# Upper bound for Turán number for bipartite degenerate graphs

Let $$G$$ be a graph. We define the Turán number $$t(n, G)$$ to be the minimum integer $$m$$ so that there exists a graph on $$n$$ vertices with $$m$$ edges without $$G$$ as a subgraph.

For a general graph $$G$$ with chromatic number $$\chi(G)\geq 3$$, the Erdos-Simonovits-Stone Theorem [1] can be used to determine $$t(n, G)$$ asymptotically:

Theorem 1 (The Erdos-Simonovits-Stone Theorem)   For a graph $$G$$ with chromatic number $$\chi(G)\geq 3$$, the Turán number $$t(n, G)$$ satisfies

$$\displaystyle t(n,G) \geq \left(1- \frac{1}{\chi(G) -1}\right) \binom{n}{2} + o(n^2)$$

This result was further strengthened by Bollobás, Erdos, and Simonovits[2], and Chvátal and Szemerédi [3] as follows:

Theorem 2   For any $$\epsilon >0$$, a graph with

$$\displaystyle \left(1-\frac{1}{p}+\epsilon\right) \binom{n}{2}$$

edges must contain a complete $$(p+1)$$-partite graph with each part consisting of $$m$$ vertices where

$$\displaystyle m > c \frac{\log n}{ \log 1/\epsilon}.$$

The only case that has eluded the power of the above theorems is the case where $$\chi(G)=2$$, that is when $$G$$ is a bipartite graph. For $$G$$ a graph, we say $$G$$ is $$r$$-degenerate if every induced subgraph of $$G$$ has a vertex of degree at most $$r$$. We have the following conjecture, proposed by Erdos and Simonovits[4] in 1984:

# Conjecture on the Turán number for bipartite degenerate graphs (\$100)
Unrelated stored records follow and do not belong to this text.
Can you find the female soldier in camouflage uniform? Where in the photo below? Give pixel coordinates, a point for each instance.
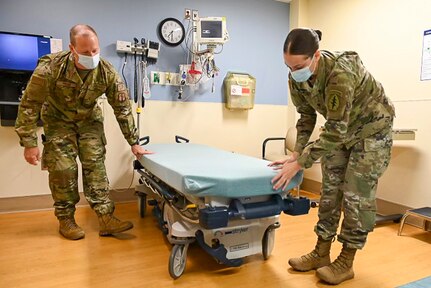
(354, 147)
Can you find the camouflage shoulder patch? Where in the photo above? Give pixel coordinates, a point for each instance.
(335, 104)
(121, 91)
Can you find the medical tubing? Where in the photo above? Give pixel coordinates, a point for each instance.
(122, 70)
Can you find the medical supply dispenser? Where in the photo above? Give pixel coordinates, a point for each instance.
(239, 90)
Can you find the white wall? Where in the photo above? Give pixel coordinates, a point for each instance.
(388, 36)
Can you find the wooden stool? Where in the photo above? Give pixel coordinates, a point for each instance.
(422, 213)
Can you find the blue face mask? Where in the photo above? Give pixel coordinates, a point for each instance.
(302, 74)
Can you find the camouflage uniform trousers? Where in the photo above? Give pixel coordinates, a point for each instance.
(349, 184)
(61, 149)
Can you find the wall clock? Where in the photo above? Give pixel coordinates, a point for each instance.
(171, 31)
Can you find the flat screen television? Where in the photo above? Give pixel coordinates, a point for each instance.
(20, 52)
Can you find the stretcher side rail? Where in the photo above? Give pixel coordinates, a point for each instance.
(218, 217)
If $$G$$ is a bipartite $$r$$-degenerate graph, then the Turán number for $$G$$ satisfies $t(n, G)=O(n^{2-1/r}).$

In 2003, Alon, Krivelevich and Sudakov[5] proved that there exists a universal constant $$c$$ so that for every $$r$$-degenerate bipartite graph $$G$$, $$t(n, G)=O(n^{2-c/r})$$. Moreover, Alon, Krivelevich and Sudakov prove that if $$G$$ is a bipartite graph wherein the maximum degree in one partite set is $$r$$, then $$t(n, G)\leq cn^{2-1/r}$$ for some universal constant $$c$$.

Bibliography
1 P. Erdos and M. Simonovits. A limit theorem in graph theory. Studia Sci. Math. Hungar. 1 (1966), 51-57.
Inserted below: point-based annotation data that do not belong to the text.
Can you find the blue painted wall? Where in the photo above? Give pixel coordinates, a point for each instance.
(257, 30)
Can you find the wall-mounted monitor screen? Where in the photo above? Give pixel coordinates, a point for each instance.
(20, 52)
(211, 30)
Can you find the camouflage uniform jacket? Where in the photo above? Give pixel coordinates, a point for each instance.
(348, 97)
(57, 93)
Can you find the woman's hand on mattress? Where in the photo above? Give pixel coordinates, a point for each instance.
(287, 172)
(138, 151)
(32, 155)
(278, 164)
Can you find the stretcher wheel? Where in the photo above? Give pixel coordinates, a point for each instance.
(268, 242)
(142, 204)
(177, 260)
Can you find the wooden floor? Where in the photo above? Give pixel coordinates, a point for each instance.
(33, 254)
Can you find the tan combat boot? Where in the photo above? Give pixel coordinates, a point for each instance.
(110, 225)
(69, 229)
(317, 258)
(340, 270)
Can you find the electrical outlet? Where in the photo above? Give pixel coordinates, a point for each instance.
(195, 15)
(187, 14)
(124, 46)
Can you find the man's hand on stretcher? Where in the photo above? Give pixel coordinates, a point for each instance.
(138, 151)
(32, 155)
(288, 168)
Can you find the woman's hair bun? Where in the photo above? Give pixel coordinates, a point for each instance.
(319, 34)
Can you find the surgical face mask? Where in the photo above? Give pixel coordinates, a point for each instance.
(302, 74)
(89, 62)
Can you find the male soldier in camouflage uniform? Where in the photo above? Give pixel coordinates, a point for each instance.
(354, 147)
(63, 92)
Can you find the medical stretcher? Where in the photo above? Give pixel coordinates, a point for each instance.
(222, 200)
2 B. Bollobás, P. Erdos and M. Simonovits. On the structure of edge graphs, II. J. London Math. Soc. (2) 12 (1975/76) no.2, 219-224.

3 V. Chvátal and E. Szemerédi. On the Erdos-Stone theorem. Journal of London Math. Soc. Ser. 2, 23 (1981), 207-214.
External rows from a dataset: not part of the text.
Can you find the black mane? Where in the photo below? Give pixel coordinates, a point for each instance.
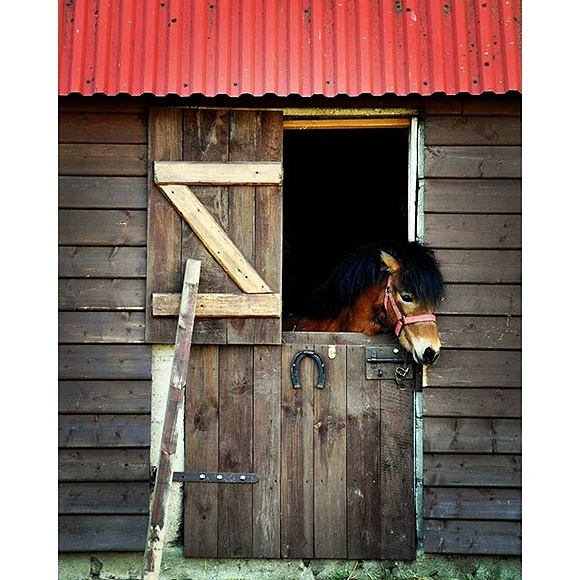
(420, 275)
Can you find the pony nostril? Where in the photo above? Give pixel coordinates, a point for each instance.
(430, 356)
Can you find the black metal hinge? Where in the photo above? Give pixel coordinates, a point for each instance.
(215, 477)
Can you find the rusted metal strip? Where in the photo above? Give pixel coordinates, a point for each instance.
(215, 477)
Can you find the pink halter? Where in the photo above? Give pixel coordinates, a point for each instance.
(403, 320)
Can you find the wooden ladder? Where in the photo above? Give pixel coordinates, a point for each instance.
(175, 401)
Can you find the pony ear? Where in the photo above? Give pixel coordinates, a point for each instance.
(391, 263)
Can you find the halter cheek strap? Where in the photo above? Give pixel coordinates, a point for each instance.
(401, 319)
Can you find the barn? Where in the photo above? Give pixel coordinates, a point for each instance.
(265, 139)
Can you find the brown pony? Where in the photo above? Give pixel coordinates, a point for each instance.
(391, 287)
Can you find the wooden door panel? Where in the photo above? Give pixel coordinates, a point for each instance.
(335, 464)
(223, 180)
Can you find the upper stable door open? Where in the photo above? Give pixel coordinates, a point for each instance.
(347, 182)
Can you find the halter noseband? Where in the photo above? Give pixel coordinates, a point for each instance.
(401, 319)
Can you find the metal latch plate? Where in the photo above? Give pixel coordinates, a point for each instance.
(215, 477)
(378, 361)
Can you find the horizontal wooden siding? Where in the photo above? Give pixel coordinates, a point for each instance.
(472, 403)
(104, 367)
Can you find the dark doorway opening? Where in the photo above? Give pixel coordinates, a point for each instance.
(342, 188)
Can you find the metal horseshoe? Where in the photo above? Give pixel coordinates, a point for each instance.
(296, 363)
4 P. Erdös and M. Simonovits, Cube-supersaturated graphs and related problems, Progress in graph theory (Waterloo, Ont., 1982), 203-218, Academic Press, Toronto, 1984.

5 N. Alon, M. Krivelevich, and B. Sudakov. Turán numbers of bipartite graphs and related Ramsey-type questions. Combinatorics, Probability and Computing 12 (2003), 477-494.